Week [8] of May 28:   Sampling theory and discrete transforms (Ch. 12 and Ch. 13) 
HW #6 Lab #3 May 26 Exchange day, No class on Tuesday !)

  
Week [9] of June 2:    Low level image processing: Image restoration (Ch. 16) HW #7
  
Week [10] of June 9:   Mid level image processing: Segmentation (Ch. 18) Lab #4

 
 NOTE FINAL TIME CHANGE  

Final
Exam, Tuesday June 16, 7:30 - 10:30 pm .  Soc. Sci I. Room 110 (same as 
regular classroom).
Reading list: chapters above from Digital Image Processing by K. Castleman, Prentice Hall, 1996. Papers and notes to be made available.

Reference material:

Optional Text: Digital Image Processing by R.C. Gonzales and R. E. Woods, 1992.

Encyclopedia of Graphics File Formats by Murray and vanRyper, 1994

Multidimensional Digital Signal Processing, by Dudgeon and Mersereau, 1984.

Fundamentals of Digital Image Processing, by Anil K. Jain, 1989.
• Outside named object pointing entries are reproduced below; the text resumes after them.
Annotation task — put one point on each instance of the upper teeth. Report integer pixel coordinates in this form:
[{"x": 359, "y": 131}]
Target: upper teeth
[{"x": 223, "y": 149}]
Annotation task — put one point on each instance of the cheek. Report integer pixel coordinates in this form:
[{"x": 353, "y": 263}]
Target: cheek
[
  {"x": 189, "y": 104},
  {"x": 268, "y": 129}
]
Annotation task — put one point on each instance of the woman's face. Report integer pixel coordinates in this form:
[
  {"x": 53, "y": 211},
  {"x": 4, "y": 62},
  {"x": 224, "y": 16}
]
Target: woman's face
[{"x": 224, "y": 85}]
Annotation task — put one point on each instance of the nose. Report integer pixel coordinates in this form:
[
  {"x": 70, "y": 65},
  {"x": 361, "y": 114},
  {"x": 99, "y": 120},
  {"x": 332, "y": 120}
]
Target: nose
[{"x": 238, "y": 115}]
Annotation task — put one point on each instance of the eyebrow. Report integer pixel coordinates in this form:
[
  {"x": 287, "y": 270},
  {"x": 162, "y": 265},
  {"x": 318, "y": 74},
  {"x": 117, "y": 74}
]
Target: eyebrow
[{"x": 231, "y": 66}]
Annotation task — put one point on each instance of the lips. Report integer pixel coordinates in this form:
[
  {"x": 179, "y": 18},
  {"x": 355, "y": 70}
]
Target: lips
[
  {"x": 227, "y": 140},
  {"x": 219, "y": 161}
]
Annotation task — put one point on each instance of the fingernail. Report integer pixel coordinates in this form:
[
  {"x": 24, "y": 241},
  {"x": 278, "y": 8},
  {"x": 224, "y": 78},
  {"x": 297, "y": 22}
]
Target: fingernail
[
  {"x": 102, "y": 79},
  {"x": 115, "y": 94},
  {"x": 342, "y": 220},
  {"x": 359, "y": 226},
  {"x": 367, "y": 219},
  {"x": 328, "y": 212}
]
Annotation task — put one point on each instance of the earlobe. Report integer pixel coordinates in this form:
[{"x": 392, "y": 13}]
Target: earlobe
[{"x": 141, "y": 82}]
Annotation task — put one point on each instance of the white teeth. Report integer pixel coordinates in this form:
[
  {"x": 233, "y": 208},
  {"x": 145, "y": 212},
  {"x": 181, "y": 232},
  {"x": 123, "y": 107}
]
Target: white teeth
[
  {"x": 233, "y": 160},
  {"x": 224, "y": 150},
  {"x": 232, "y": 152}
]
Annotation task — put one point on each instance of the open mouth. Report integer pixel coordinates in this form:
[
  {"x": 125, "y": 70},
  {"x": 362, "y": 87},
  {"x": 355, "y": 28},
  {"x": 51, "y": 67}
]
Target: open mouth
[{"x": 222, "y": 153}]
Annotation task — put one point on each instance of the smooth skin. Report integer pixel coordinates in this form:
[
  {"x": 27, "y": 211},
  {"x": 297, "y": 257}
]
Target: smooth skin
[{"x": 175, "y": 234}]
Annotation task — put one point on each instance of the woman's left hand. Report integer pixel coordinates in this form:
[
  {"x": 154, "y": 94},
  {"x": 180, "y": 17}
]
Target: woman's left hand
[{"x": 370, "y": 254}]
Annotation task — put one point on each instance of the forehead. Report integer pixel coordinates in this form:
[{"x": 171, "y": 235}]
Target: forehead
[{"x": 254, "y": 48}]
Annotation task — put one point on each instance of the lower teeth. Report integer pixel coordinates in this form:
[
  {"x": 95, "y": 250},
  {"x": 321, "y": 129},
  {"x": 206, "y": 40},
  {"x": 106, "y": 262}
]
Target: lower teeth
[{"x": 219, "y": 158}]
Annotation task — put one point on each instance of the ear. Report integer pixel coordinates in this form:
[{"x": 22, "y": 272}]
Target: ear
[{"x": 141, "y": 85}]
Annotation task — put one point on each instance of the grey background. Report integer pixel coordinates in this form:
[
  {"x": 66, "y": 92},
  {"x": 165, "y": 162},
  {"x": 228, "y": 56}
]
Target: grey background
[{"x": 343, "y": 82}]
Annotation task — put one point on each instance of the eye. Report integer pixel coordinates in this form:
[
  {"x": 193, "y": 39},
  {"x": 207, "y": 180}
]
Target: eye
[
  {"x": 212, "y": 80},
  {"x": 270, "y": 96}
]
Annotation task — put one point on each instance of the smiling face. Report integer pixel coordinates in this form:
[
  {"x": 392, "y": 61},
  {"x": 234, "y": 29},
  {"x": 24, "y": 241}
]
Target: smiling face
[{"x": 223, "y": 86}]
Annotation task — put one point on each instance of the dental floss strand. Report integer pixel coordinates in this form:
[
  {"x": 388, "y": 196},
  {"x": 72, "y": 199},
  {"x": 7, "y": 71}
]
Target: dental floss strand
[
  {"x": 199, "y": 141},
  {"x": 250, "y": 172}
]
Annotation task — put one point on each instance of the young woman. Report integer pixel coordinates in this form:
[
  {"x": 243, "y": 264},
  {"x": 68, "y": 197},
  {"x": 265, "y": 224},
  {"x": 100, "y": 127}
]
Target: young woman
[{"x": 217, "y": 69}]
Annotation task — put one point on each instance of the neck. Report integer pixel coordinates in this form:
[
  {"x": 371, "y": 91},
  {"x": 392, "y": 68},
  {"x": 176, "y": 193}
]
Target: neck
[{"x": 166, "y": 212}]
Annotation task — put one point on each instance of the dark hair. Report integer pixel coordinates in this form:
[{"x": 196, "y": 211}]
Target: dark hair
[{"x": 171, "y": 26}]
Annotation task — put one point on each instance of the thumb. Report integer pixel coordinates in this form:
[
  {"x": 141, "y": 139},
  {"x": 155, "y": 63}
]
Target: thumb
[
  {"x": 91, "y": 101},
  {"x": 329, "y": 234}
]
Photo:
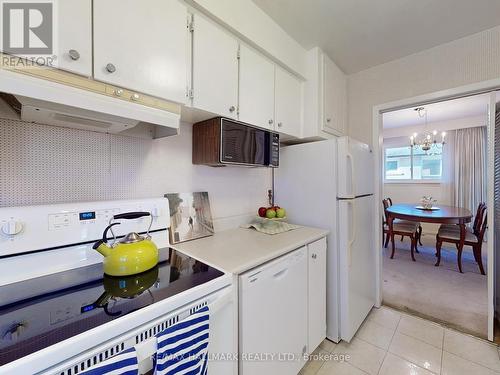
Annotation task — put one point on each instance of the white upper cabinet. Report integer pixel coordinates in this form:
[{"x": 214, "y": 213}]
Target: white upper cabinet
[
  {"x": 334, "y": 98},
  {"x": 288, "y": 103},
  {"x": 215, "y": 69},
  {"x": 256, "y": 100},
  {"x": 142, "y": 46},
  {"x": 74, "y": 20}
]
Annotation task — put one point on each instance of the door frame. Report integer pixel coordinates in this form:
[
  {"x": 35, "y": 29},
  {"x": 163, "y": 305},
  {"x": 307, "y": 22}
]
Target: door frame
[{"x": 484, "y": 87}]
ImageVision Library (TM) Programming Guide, by Neider and Bassler, Silicon Graphics, 1993.

Course Description:

261. Digital Image Processing. Spring. Topics in digital image processing and display: image processing, computer vision, visual perception, digital representation, transformations, sampling, enhancement, restoration, parallel input and output hardware/software systems. Emphasis on algorithms and implementation of computer image processing software. Additional material will include applications such as image based rendering, view morphing, volume rendering, and hardware for digital image processing. The course will introduce students to image processing packages though hands on use, development libraries, and programming hardware accelerated Silicon Graphics workstations through C/C++ application programming. Readings and lectures supplemented by homework, lab exercises, and projects.

Policies:

All course work including homework, programs and exams are intended as individual effort and are graded as such. It's okay to discuss general approaches and algorithms with other students, but this should be done without sharing code. Cheating or plagiarism in any form will not be tolerated. Punishment will match severity of offense. You are responsible for protecting your homework solutions and programs from being copied by others. Do not discard printouts in public places. And don't forget to logout.

craig_wittenbrink@hpl.hp.com
Last modified Thursday, 11-Jun-1998 11:00:59 PDT.